1st Year of Film MFA at Howard University Completed, Semester Reflection

What a bummer?!?!  While I am elated the academic year at Howard University has come to a close and I officially completed the first year of my graduate film school experience, something about this still feels incomplete.

When classes started in January, there was no way any of us could have predicted a pandemic would sweep through the nation and change life as we know it.  Classes were migrated to a virtual format, the status of my unfinished film remains in limbo, the film I was scheduled to DP was permanently postponed and my freelance photography / videography gigs were suspended amid curfew and social distancing requirements. Oh, and it gets better … my positions at Live Nation and Landry’s were furloughed as businesses closed. I’ve yet to see a stimulus check or unemployment check and sadly, I’m stuck in a lease in Washington, D.C., one of the most expensive places to live in America.  Putting it mildly, my life sucks right now.

Zoom classes are cute and all, but NOT when you are a film student. The program is collaborative in nature! We want access to equipment; we want to crew shoots. Working on group projects remotely with behemoth sized files and varying degrees of software access and system capability is no fun at all. I would have sat this semester out had I known it would wind up online. With talks of additional COVID phases, the likelihood of next semester being online, no program funding for the film program and graduate assistant positions reportedly slashed … an upcoming gap-year seems imminent.

Howard University Film MFA Graduate School - Spring 2020 Grades
Howard University MFA Film Student – Graduate School, Spring 2020 COVID-19 Grades

8 thoughts on “1st Year of Film MFA at Howard University Completed, Semester Reflection

    1. Hello JB, the program is 3 years. There are two years of coursework and you have one year for the thesis film. The theory courses are online (film history, analysis). The production courses are online, however, we’ve been completing the shoots locally using university equipment.

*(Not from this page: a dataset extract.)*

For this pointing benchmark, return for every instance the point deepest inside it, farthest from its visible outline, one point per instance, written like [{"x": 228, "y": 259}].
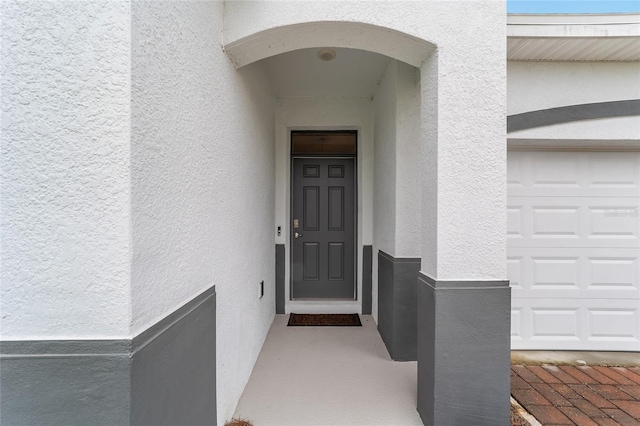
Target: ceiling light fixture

    1. The application process is comparable with most MFA programs; no GMAT or GRE required. Competitive GPA, recommendations and portfolio required. I am enjoying the program, great diversity with instructors who are all very accomplished and engaging. COVID changed the format, so theory courses are all synchronous on Zoom. Production courses are hybrid or hyflex as they call it. We are still able to use university equipment, although COVID testing is required to go on campus, and a COVID manager is required for all shoots to ensure adherence to safety protocols. My only gripes are scheduling and cost. Scholarships and funding are reserved for undergrads it seems. The only way to get full tuition remission is with a TA position and there are a limited number of slots, so expect the entire cohort to apply. Scheduling makes it tough to gain steady employment as classes times are spread. You can have day and evening classes, spanning across three days of the week. Many of us freelance or have our own editing, video or production companies. I recently secured a local position in broadcast news which thankfully has scheduling flexibility.


      1. Thank you so much! I am someone who is looking to become a screenwriter/director , do you believe Howard can provide the necessary tools have a long successful career?


      2. Absolutely! Provided you are networking and taking advantage of available resources (above and beyond coursework), Howard can certainly prepare you. Howard is located in DC and you’ll notice many local opportunities are with politics, news outlets and the federal government. Geographically, for TV, one may consider NYU Film School since you’ll be in NY. For film, USC would place you in LA. Just some items to consider. However, from a cultural standpoint, Black cinema, and international film perspective, I would pick Howard all over again.


    1. Howard University’s Tech Center has been very useful during my time here; the equipment isn’t dated. They manage screening rooms, studios, video and audio editing labs. MFA students are using RED and Blackmagic cameras on productions. My undergrad program at Rowan used mostly Panasonic and Canon C300 series cameras, although we also had BMPCC. Many of the students freelance and also invested in their own equipment.